Let’s look at New York and then compare to a UK city, Liverpool.
Cases are high in some New York boroughs. Up to 216 cases per 100,000 per week. But school closures are also being implemented in areas with 89 cases per 100,000 (source: New York Times)
Let’s compare with Liverpool. Here is the latest @PHE_uk report. Liverpool has cases of 238 cases per 100,000 in a week. Which is slightly higher than the highest rate ZIP code in NYC.
But remember, Liverpool’s figures are for the whole local authority.
Let’s dig a little deeper into Liverpool. Here’s the map. We can see some areas with incidence in excess of 1200 cases per 100,000. That’s very high. And don’t forget this is detected cases. The number of cases will be much higher.
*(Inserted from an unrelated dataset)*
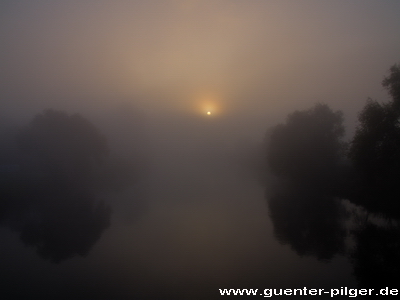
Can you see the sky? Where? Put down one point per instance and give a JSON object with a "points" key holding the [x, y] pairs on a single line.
{"points": [[240, 58], [146, 73]]}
But how do we know that there hasn’t been enough testing? We look at positivity. Positivity is the number of people who test positive divided by the number of people tested. And this is what NYC uses to determine whether schools should be closed.
If an area of NYC has positivity greater than 3% – three in every 100 tests being positive – then schools close. What does positivity tell us? Whether enough tests are being performed.
“the World Health Organization recommended in May that the percent positive remain below 5% for at least two weeks before governments consider reopening.” (Johns Hopkins University)
So, given that positivity is set at a threshold of 3% for school closures in NYC and WHO suggest 5% before reopening, this begs the question – What is the positivity in Liverpool?
Just under 15%, according to the latest published data (PHE week 40 reporting). Which means that around 15% of all tests in Liverpool come back positive. That’s *very high*. And means not enough testing is being carried out. And this is a problem.
This is just an example of a city with large positivity. Extra testing capacity has been sent to Liverpool presumably due to students returning to universities there. This is not a Liverpool problem – it’s a national problem.